Suppose that you turned on your television
set to watch a program, for example, and found that through some malfunction a
massive bleed-through had occurred so that several programs were scrambled, and
yet appeared at once, seemingly without rhyme or reason. No theme would be apparent. Some of the
characters might be familiar, and others, not.
A man dressed as an astronaut might be riding a horse, chasing the
Indians, while an Indian chief piloted an aircraft. If all of this was transposed over the
program that you expected, you would indeed think that nothing made any sense.
Each character, however, or portion of a
scene, would represent in fragmented form another quite valid program [or
reality]. In the dream state, then, you
are sometimes aware of too many stations.

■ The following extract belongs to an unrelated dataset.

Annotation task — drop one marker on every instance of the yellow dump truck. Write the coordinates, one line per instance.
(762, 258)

When you try to make them fit into your recognized picture of reality,
they may seem chaotic. There are ways to bring the picture into focus: There
are ways to tune into those other quite-natural frequencies, so that they
present you with a more expansive view both of the world as you define it, and
of its greater aspects. The psyche is
not encased, in your case, within a frame too fragile to express it. Only your beliefs about the psyche and
about the body limit your experience to its present degree.
In dreams you are so “dumb” that you
believe there is a commerce between the living and the dead. You are so “irrational” as to imagine that
you sometimes speak to parents who are dead.
You are so “unrealistic” that it seems to you that you visit old houses,
long torn down, or that you travel in exotic foreign cities that you have
actually never visited.
In dreams you are so “insane” that you do
not feel yourself locked in a closet of time and space, but feel instead as if
all infinity but waited your beckoning.
If you were as knowledgeable and crafty
when you were awake, then you would put all religions and sciences out of business,
for you would understand the greater reality of your psyche. You would know “where the action is”.
The physicists have their hands on the doorknob. If they paid more attention to their dreams,
they would know what questions to ask.
The psyche is a gestalt of aware energy in
which your own identity resides, inviolate, yet ever-changing as you fulfill
your potentials.
Your dead relatives survive. They often appear to you in the dream
state. You usually interpret their
visitations, however, in terms of your own station of reality. You see them as they were, confined to
their relationship with you, and you usually do not perceive or remember other
aspects of their existences that would not make sense in terms of your own
beliefs.
So, often such dreams are like programmed
dramas, in that you clothe such visitations in familiar props. The same sort of thing frequently occurs when
you experience extraordinary flashes of inspiration, or perceive other
unofficial data. Quickly you try to make
sense of such material in usual terms.
An out-of-body experience into another level of reality becomes a visit
to heaven, for example; or the heretofore-unrecognized voice of your own
greater identity becomes the voice of God, or a spaceman or prophet.
Your dreaming experience, however, gives
you a guideline that will help you understand the nature of your own psyche,
and the deeper reality in which it has its being. Again: The dreaming psyche is awake.